Bowie Resources also weighed in via a representative who said bankruptcies have neither made the industry more efficient nor created “going concerns.” The argument put forward on this point is that the industry should have fewer companies mining less coal for a much smaller customer base than it has had historically.
Such discussions within the industry itself come as Peabody Energy pursues a plan to borrow $1 billion and as new coal IPOs are in motion. (Note to investors: Beware.)
While everyone in the coal industry of course knows its side won the presidential election and that regulatory relief supposedly is on the way, they know too that market forces drive coal fortunes. And all of them know the market trends are not positive.

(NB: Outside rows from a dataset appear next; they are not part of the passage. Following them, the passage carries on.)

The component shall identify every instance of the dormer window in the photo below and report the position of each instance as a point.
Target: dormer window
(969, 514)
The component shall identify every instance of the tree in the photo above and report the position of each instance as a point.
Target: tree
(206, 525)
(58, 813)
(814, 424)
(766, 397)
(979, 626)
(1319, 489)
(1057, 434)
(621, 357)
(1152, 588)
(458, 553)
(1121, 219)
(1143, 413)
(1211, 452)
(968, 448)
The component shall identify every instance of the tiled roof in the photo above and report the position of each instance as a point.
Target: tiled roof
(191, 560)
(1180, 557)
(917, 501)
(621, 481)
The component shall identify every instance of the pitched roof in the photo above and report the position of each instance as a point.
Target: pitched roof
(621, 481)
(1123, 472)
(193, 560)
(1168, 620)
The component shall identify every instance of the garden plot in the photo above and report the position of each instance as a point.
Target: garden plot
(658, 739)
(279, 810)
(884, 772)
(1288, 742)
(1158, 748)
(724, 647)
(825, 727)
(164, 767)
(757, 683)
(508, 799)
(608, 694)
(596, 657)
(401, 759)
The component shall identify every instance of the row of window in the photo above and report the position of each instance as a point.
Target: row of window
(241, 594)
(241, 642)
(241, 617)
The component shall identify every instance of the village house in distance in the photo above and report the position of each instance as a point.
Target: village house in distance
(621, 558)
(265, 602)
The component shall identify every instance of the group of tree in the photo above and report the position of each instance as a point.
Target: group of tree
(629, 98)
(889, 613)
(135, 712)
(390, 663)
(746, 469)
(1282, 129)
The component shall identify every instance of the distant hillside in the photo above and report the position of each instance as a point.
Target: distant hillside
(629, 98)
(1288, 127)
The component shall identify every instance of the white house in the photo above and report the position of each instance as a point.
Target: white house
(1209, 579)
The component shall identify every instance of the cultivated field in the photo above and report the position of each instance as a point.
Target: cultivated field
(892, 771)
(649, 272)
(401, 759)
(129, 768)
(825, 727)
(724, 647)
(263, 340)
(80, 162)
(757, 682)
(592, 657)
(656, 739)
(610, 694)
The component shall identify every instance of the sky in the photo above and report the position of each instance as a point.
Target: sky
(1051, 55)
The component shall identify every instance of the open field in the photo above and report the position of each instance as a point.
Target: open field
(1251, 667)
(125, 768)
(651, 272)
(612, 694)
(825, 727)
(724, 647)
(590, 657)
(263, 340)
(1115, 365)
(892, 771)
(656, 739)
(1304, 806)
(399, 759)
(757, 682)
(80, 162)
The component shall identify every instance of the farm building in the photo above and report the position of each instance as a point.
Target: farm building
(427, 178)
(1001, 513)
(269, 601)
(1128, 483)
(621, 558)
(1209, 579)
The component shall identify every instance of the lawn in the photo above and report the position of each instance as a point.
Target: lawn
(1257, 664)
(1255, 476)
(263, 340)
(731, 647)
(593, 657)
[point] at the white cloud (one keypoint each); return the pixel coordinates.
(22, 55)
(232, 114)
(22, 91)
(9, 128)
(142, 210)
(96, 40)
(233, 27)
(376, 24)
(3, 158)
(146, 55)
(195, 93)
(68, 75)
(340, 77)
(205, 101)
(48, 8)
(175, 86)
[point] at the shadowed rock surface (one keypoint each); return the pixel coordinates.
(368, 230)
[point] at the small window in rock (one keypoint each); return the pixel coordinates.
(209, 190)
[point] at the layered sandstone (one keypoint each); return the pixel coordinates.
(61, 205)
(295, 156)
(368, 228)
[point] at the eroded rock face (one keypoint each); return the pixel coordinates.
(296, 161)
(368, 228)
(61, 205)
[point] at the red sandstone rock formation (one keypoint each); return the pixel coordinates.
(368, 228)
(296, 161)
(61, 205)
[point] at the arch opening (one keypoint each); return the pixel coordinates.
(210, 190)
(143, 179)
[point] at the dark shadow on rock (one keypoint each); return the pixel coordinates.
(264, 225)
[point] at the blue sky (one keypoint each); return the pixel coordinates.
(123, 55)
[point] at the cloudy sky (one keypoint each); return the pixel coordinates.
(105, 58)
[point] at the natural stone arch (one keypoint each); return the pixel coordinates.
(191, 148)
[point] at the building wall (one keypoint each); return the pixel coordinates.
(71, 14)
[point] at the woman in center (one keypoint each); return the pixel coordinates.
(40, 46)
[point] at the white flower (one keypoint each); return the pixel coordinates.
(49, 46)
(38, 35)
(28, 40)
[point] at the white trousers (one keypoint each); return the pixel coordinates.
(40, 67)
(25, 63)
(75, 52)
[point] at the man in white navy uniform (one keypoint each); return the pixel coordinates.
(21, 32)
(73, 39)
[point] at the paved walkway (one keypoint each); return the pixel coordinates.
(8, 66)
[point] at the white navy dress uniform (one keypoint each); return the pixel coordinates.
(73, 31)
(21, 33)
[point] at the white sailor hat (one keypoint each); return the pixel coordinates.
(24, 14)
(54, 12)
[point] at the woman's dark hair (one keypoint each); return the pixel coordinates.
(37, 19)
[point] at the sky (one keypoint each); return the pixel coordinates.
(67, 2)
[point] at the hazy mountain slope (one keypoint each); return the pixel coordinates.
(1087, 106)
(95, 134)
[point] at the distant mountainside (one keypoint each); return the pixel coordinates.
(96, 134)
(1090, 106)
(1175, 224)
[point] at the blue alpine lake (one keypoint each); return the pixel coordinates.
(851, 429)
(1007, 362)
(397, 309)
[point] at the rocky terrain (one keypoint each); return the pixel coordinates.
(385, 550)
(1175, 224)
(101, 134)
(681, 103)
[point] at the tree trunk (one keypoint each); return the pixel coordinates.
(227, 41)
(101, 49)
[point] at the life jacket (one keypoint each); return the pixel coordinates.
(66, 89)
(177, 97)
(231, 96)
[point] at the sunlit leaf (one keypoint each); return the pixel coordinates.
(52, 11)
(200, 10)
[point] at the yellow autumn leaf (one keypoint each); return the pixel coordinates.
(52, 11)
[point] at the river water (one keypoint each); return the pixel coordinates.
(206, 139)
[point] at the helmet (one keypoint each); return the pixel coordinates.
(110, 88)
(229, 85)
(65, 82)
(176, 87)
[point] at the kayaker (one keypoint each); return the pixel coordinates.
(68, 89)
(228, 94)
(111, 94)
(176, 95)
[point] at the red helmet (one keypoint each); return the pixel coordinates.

Elections have consequences. One of them now for the coal industry may be greater influence over the federal government, but that may mean next to nothing at the end of the day. We imagine how the new administration will move from a chaotic chronic stumble to a more workable day-to-day operation. It will become crystal clear then that the it can’t prevent the coal industry from further shrinkage.
Keep in mind that Secretary of State Rex Tillerson during his long tenure at ExxonMobil was never much of a coal advocate.
Secretary of Energy Rick Perry was in the pockets of oil and gas when he was governor of Texas.
Interior Secretary Ryan Zinke and Environmental Protection Agency Director Scott Pruitt will give some gifts to coal, perhaps, but none that can keep on giving.
Tom Sanzillo is IEEFA’s director of finance.